Alcohol or drug use affects ability to drive: IBC
Poll shows not all Canadians consider driving high the same as driving while drunk
Over the weekend, the Holyrood RCMP charged two people with impaired driving — one allegedly impaired by alcohol, the other allegedly impaired by being under the influence of cannabis.
Both were released from custody to appear in provincial court at a later date.
Leading up to and since the legalization of cannabis in Canada last month, there have been increased public awareness donot-drive-high campaigns, and information campaigns aimed to explain how being under the influence of cannabis can affect a person’s ability to drive.
It’s similar to campaigns aimed at curbing driving while under in the influence of alcohol.
Both crimes deal out the same stiff penalties if there’s a conviction. According to the federal Department of Justice, impaired driving is the leading criminal cause of death and injury in Canada. In 2016, there were more than 70,000 impaired driving incidents reported by the police, including almost 3,000 drug-impaired driving incidents.
A recent poll conducted by Leger on behalf of the Insurance Bureau of Canada (IBC) found that 84 per cent of Canadians believe that driving while high poses a real risk to road safety. And 70 per cent of Canadians believe that driving while high is as dangerous as driving while impaired by alcohol.
Amanda Dean, IBC vice-president Atlantic, said there’s work to be done across the country to get those percentages higher.
“The key message out there is that impaired, is impaired, is impaired,” Dean said. “Even if you have a medical marijuana licence, that does not mean you can drive while impaired. Not all medication is created equal, but there is an impairment component to it.
“We are concerned about road safety clearly … and looking to support other campaigns out there, get the messaging out there in terms of how do we all make sure our roads are safe.

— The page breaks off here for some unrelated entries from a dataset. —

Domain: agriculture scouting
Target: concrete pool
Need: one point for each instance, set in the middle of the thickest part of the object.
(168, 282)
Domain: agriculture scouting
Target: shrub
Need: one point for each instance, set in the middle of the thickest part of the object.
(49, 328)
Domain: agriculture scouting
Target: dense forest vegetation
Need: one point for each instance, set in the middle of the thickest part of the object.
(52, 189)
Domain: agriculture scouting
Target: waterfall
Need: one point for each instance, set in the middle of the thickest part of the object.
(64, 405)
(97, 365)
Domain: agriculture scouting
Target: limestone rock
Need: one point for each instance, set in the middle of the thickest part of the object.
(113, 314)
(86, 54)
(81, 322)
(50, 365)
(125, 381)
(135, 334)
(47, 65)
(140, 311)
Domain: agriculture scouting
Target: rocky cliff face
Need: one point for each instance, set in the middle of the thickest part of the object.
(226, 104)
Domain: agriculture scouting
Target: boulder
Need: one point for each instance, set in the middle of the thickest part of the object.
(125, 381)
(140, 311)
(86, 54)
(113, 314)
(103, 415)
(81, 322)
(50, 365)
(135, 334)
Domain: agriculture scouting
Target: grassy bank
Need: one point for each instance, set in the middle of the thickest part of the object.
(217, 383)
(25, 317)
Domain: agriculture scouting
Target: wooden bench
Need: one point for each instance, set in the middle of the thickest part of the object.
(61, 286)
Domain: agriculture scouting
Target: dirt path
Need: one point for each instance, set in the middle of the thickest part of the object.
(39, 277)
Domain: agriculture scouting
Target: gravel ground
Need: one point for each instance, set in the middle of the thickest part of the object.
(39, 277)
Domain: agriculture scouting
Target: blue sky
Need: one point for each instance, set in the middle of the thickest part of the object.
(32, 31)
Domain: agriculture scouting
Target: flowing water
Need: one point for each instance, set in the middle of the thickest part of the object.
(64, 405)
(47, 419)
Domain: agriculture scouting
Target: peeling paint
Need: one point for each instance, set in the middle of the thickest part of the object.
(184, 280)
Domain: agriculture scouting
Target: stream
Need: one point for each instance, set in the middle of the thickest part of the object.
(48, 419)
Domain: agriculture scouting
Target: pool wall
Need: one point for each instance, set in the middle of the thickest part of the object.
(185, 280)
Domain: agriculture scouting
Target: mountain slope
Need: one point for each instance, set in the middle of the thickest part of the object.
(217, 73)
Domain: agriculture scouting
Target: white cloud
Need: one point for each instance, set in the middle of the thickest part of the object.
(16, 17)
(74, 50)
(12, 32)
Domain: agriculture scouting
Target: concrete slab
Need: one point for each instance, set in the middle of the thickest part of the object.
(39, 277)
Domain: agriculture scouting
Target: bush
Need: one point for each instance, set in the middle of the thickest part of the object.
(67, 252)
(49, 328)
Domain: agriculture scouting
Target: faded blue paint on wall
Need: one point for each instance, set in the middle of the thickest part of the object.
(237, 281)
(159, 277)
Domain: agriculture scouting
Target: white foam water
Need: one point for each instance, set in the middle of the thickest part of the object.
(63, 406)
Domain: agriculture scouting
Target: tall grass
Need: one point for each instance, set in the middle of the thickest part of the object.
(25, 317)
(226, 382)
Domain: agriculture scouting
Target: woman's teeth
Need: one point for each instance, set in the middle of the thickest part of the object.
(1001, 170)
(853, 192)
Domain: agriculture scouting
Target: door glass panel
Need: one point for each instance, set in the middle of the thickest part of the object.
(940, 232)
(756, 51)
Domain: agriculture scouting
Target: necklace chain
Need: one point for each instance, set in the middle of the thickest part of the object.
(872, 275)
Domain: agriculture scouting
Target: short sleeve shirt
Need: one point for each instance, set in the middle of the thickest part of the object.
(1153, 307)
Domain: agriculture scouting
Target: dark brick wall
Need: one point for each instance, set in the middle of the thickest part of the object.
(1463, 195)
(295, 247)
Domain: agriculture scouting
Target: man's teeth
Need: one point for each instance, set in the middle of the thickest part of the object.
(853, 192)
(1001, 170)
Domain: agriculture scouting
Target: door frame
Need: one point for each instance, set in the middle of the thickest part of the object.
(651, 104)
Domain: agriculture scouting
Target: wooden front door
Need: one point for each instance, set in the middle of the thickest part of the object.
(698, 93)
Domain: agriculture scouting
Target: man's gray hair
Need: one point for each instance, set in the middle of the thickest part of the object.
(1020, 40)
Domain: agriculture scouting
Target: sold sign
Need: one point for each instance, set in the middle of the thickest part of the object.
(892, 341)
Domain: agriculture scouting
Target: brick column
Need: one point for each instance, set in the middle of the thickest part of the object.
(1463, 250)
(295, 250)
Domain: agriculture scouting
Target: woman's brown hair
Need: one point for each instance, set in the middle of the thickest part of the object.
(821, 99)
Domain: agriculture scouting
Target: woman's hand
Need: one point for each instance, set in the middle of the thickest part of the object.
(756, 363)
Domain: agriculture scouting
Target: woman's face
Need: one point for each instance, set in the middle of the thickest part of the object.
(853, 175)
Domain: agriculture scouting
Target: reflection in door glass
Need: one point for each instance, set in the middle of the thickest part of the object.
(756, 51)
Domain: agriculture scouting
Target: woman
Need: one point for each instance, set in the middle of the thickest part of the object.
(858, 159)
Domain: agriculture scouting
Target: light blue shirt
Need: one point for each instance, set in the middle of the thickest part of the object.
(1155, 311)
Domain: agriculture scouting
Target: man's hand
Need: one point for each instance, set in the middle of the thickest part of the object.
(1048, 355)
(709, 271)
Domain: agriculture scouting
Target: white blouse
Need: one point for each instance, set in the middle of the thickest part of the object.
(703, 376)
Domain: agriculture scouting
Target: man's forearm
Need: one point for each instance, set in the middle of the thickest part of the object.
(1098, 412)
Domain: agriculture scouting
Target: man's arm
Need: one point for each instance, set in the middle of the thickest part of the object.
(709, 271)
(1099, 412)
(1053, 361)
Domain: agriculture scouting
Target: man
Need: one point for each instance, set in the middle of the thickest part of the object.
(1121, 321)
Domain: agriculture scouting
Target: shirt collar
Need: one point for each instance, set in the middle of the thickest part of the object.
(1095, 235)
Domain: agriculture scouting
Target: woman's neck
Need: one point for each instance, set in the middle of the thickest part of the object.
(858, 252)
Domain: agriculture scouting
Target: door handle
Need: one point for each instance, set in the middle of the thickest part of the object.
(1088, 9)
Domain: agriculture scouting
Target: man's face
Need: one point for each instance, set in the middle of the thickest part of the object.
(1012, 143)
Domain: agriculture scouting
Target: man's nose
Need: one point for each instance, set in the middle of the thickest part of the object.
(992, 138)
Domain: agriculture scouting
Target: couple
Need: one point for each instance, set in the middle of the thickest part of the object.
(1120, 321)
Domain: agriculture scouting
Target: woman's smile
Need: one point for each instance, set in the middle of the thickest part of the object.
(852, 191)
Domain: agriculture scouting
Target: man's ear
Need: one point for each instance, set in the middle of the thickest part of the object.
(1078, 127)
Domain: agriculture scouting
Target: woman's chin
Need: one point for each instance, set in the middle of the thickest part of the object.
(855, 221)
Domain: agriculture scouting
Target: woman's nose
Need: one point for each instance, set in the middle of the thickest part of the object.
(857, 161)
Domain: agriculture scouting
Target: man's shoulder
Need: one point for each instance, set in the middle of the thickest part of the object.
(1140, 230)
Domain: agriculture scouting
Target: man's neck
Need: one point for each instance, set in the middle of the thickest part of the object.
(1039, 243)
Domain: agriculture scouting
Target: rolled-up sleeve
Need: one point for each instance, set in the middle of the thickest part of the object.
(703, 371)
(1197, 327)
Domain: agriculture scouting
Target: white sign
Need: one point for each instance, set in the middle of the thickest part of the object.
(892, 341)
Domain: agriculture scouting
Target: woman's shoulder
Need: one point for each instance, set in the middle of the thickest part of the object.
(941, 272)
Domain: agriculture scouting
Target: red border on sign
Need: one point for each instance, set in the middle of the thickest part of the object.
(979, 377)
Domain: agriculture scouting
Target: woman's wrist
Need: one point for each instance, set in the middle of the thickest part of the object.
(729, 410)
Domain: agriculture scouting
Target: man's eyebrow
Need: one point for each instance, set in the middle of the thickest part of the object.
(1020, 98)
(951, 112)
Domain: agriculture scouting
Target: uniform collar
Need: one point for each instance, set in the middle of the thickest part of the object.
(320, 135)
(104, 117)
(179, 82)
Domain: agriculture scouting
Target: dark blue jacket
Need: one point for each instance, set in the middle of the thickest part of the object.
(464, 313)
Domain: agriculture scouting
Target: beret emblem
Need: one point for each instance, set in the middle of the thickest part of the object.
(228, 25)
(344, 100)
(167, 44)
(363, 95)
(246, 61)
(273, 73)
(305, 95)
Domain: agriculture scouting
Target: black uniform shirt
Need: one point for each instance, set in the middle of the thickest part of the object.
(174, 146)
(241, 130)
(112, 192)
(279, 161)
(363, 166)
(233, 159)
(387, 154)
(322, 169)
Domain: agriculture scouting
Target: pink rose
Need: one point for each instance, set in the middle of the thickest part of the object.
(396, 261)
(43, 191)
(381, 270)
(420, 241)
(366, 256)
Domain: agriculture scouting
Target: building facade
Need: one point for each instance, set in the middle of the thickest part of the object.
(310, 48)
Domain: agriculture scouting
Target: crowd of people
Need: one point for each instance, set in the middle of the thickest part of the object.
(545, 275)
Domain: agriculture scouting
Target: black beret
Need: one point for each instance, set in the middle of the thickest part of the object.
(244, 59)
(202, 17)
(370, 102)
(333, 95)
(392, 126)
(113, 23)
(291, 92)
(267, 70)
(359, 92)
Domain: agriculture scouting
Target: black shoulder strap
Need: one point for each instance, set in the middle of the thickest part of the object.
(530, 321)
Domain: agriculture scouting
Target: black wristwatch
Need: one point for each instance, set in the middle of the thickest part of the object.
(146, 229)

“There is a law enforcement component, but they can’t do it alone. So we need to hold people to account, and not get into cars with folks who have consumed cannabis, for our own personal protection, but also just to reiterate to those individuals that, ‘Hey, this is not the thing to do.’”
A part of this province’s Public Utilities Board review into automobile insurance was to report on measures to improve highway safety and automotive accident prevention in Newfoundland and Labrador.
Some of the presentations made during public hearings earlier this year discussed how impaired driving — by alcohol or drug — was among the four biggest killers on the highways. The other three were non-compliance with seat belts, speeding or aggressive driving, and distracted driving.
The PUB’s report is expected to be presented to the provincial government sometime this fall.
The first arrest over the weekend by the Holyrood RCMP came on Friday night when officers pulled over an 18-year-old male driver in Harbour Main for speeding, and subsequently suspected him of being under the influence of cannabis. He was charged with impaired operation of a motor vehicle while impaired by drug.
The second arrest came on Saturday evening when police officers responded to a report of a vehicle driving erratically on the Trans-Canada Highway near Butter Pot Park. The vehicle was then reported to have gone off the road and was in the median.
The driver, a 26-year-old man, was charged with operation of a vehicle while being impaired by alcohol.